MEINONG ALEXIUS VON (1853-1920)
Russell, lecteur de Meinong
Que faut-il entendre par objet ? Meinong écarte toute définition formelle par le genre et la différence (qui font ici défaut). Le terme, comme l'indique l'étymologie, se réfère plutôt aux expériences qui permettent d'appréhender ou de saisir l'objet, encore que ces Erlebnisse ne soient pas constitutives de l'objet. Dans la mesure où tous les objets doivent être appréhendés pour être connus, ce qui est appréhendé est identique à l'objet, mais ce qui est appréhendé peut être pensé comme tel ou il peut être pensé comme objet. Dans le premier cas, on pense avec l'objet la relation par laquelle le sujet l'appréhende, mais cette relation n'est nullement contenue dans la pensée de l'objet et n'appartient pas à sa nature. Le fait que l'objet peut être appréhendé par un sujet en fait un objet appréhendé, mais ne le constitue pas comme objet. Il peut y avoir objet sans qu'il y ait appréhension ; de même, il peut ne pas y avoir objet alors qu'il y a appréhension. Meinong est toujours attentif à distinguer deux types de recherches, celle qui porte sur l'appréhension des objets, et la considération de l'objet en lui-même.

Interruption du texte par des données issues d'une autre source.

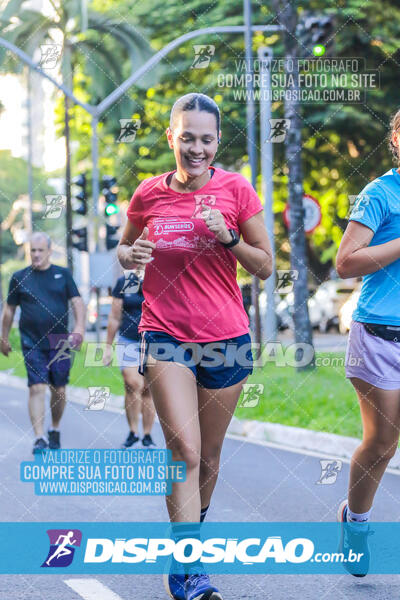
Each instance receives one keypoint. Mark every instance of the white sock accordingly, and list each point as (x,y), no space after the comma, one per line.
(358,517)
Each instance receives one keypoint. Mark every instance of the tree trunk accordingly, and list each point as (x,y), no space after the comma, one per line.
(298,253)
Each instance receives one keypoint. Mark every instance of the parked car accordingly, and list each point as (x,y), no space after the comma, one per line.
(105,308)
(330,297)
(346,311)
(285,311)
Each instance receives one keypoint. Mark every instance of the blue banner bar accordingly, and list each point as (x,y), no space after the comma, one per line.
(145,548)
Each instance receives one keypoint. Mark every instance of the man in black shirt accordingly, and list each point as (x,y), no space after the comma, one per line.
(42,291)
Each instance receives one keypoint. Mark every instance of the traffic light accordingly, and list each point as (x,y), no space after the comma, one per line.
(80,198)
(110,195)
(81,234)
(314,32)
(111,242)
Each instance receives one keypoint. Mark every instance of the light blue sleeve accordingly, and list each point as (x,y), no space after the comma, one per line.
(370,206)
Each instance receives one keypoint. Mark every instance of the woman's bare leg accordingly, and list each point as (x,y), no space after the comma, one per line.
(216,408)
(380,413)
(174,391)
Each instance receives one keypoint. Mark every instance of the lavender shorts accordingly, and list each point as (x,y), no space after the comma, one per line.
(372,359)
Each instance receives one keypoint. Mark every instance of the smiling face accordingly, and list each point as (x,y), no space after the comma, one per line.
(194,141)
(396,141)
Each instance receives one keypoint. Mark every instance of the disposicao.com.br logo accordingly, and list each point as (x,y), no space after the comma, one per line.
(247,551)
(62,547)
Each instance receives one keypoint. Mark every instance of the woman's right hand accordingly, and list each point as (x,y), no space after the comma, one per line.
(141,249)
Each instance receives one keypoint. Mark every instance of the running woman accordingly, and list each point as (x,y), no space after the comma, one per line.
(371,247)
(184,227)
(126,310)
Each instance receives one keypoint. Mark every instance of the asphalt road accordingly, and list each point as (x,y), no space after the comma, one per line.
(257,483)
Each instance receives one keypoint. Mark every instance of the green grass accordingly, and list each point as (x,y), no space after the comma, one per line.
(323,399)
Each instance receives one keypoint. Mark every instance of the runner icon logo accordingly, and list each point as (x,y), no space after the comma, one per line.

Il reste qu'on peut déterminer en quelque sorte la notion de l'objet comme tel, selon le point de vue de l'appréhension : la classification des objets dépendra de celle des principaux types d'expérience subjective qui permettent de les saisir. Les objets de la représentation sont des choses particulières, et leurs qualités, qui ont pour être l'existence, les relations et les complexes relationnels dont l'être est la subsistance (Bestand). Les objets de la pensée, on l'a vu, sont appelés « objectifs ». Ils subsistent quand ils sont des faits. Aux sentiments correspondent des Dignitative, tels que l'agréable, le beau et le bien, et aux désirs des Desiderative, tels que les normes. Signalons deux thèses de la théorie des objets, qui sont fondamentales et qui furent particulièrement discutées par les philosophes anglo-saxons.

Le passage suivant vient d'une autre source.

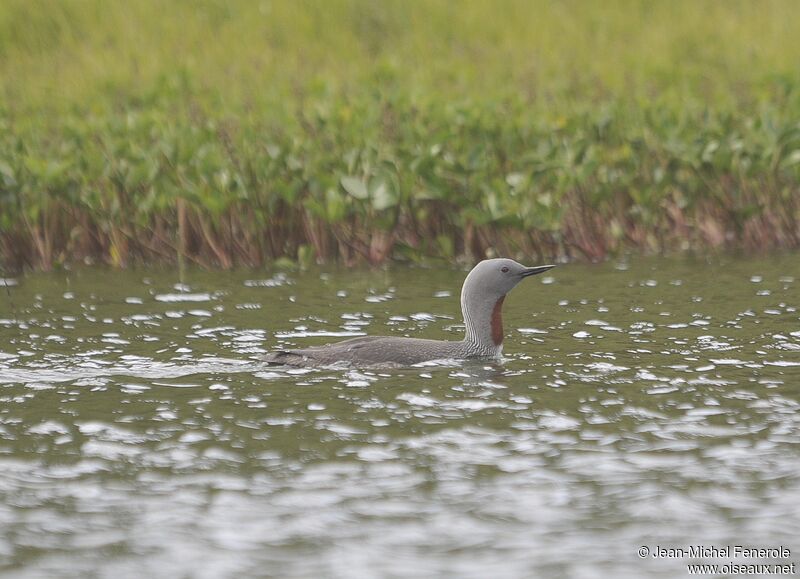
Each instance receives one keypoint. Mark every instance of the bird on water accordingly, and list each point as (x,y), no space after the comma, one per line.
(482,295)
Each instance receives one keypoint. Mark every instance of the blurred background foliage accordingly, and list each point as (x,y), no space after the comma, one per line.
(241,132)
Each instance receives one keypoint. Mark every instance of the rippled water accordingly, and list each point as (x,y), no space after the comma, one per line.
(645,403)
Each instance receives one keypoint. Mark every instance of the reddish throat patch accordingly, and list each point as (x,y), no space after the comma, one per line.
(497,322)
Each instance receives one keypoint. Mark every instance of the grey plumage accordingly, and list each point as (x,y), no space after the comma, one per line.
(482,296)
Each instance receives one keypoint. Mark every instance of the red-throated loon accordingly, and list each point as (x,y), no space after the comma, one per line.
(482,297)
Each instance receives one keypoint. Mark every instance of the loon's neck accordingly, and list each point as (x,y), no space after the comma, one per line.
(483,320)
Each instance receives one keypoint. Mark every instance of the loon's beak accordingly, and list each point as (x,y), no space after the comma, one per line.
(536,270)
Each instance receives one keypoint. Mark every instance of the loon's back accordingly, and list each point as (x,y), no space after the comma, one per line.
(372,351)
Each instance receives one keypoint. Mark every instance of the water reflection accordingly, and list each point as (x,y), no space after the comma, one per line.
(651,402)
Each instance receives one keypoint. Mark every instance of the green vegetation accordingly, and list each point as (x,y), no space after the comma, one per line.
(240,132)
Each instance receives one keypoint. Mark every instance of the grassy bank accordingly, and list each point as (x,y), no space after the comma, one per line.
(240,132)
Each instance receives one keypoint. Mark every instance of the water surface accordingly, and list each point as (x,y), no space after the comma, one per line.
(651,402)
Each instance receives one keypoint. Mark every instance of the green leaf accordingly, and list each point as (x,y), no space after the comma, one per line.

Ainsi, Meinong énonce que la totalité des objets comprend des objets de type et de mode d'être très divers. De ce point de vue, la première division comprend trois classes : les objets qui existent (un arbre) ; ceux qui subsistent, c'est-à-dire qui sont réels sans pour autant exister (les nombres, la différence entre rouge et vert) ; ceux qui n'existent ni ne subsistent, tels que les fictions ou les êtres de raison (parmi ces derniers, Meinong range les objectifs faux). C'est sur ce point que Russell fera porter sa critique en 1904. Remaniant lui-même la théorie de ces objets, il convainc Meinong de psychologisme et renverse les rapports entre la logique et la psychologie.

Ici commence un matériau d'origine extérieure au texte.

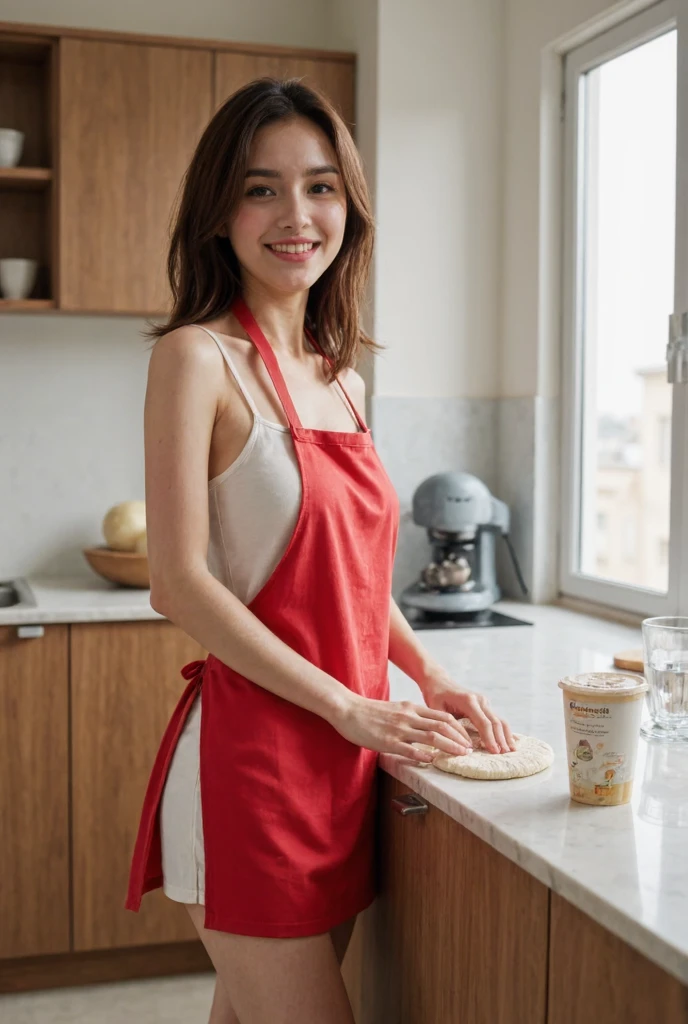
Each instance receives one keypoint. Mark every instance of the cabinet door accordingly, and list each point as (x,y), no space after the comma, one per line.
(34,794)
(130,118)
(594,974)
(459,932)
(334,78)
(125,683)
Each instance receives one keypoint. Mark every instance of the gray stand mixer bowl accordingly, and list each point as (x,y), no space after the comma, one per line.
(462,519)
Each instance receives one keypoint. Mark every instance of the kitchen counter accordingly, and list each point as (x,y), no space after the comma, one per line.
(627,867)
(80,599)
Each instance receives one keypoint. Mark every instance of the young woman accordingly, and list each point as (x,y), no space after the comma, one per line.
(271,535)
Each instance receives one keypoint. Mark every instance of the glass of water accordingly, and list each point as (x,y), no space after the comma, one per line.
(665,656)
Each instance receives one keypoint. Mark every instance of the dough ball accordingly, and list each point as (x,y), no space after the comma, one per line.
(531,756)
(123,524)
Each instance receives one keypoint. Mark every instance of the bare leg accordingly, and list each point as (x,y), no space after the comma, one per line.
(305,983)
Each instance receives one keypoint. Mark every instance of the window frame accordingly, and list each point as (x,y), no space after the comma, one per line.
(626,36)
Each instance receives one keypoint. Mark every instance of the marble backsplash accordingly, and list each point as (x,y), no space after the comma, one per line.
(510,443)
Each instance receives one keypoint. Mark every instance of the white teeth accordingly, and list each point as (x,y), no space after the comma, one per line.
(302,248)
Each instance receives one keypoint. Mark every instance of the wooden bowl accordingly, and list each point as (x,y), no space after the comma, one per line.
(126,567)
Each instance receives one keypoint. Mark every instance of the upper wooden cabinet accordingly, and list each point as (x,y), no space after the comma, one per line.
(111,123)
(130,117)
(334,78)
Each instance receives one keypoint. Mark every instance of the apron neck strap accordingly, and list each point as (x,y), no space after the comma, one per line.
(248,322)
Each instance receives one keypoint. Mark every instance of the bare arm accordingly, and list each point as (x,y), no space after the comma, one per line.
(407,653)
(182,399)
(181,404)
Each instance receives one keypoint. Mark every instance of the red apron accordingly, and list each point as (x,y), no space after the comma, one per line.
(288,803)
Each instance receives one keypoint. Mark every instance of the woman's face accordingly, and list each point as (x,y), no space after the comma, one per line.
(289,225)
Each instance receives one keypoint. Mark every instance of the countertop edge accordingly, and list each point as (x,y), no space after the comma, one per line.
(36,616)
(651,945)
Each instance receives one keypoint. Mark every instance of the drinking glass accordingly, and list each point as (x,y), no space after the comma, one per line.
(665,656)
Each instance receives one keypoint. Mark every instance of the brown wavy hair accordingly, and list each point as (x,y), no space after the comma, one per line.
(202,266)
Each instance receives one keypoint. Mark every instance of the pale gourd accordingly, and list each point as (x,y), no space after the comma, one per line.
(123,524)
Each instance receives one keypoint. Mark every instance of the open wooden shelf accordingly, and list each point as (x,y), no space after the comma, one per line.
(26,305)
(25,177)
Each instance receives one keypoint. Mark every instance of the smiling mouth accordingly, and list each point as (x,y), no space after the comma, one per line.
(301,247)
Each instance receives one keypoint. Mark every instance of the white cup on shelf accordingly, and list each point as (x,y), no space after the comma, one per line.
(11,144)
(17,278)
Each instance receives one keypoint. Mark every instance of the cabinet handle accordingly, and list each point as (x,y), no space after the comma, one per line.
(30,632)
(410,804)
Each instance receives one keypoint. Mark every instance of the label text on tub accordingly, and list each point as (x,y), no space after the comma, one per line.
(588,710)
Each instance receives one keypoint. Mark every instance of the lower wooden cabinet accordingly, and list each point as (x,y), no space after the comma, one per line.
(458,934)
(594,974)
(125,683)
(34,794)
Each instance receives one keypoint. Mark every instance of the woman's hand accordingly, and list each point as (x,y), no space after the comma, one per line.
(392,726)
(443,694)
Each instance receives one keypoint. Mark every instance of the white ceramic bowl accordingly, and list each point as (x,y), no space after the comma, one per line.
(17,278)
(11,143)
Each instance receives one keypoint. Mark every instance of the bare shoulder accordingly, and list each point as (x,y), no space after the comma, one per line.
(354,384)
(187,346)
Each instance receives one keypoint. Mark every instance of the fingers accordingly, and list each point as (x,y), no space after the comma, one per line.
(495,729)
(446,743)
(443,722)
(483,723)
(509,735)
(442,718)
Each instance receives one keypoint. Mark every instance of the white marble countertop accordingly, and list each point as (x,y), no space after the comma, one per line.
(626,866)
(80,599)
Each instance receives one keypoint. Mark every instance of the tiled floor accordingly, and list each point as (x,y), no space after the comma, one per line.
(183,999)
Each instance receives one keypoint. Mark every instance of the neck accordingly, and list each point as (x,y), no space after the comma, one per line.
(281,317)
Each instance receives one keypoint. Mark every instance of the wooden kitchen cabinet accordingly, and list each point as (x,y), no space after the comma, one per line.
(596,975)
(130,116)
(459,933)
(34,794)
(125,683)
(334,77)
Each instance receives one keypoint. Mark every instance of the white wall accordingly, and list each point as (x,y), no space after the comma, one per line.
(438,187)
(296,23)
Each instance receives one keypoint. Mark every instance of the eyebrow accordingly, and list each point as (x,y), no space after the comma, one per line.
(265,172)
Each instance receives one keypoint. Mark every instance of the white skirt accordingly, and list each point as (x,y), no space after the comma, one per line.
(180,817)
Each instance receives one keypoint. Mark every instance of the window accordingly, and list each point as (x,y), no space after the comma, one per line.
(624,483)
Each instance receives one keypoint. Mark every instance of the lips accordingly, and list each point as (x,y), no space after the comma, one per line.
(296,252)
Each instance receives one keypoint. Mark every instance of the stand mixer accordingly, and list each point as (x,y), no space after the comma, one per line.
(463,520)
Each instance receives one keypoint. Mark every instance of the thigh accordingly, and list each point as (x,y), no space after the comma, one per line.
(340,936)
(277,981)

La seconde thèse part de l'idée que tout objet, qu'il existe ou non, a nécessairement une nature ou essence qui lui permet de devenir le sujet d'un jugement correct de prédication. La montagne d'or est d'or et elle est une montagne, bien qu'elle n'existe ni ne subsiste. L'« être-ainsi » de tout objet est indépendant de son être. Cependant, l'inverse n'est pas vrai. Un cercle carré a bien un être-ainsi (Sosein), mais, dans la mesure où celui-ci est contradictoire, il prive l'objet de son être (Sein). Parmi ces objets dits « purs », indifférents à l'être (Daseinsfrei), Meinong va distinguer, cette fois du point de vue de leur nature, les objets impossibles dont le Sosein paraît violer le principe de non-contradiction (le cercle carré est à la fois rond et carré), les objets possibles ou « incomplets » dont le Sosein viole le principe du tiers exclu (la montagne d'or n'est ni plus haute ni moins haute que le mont Blanc).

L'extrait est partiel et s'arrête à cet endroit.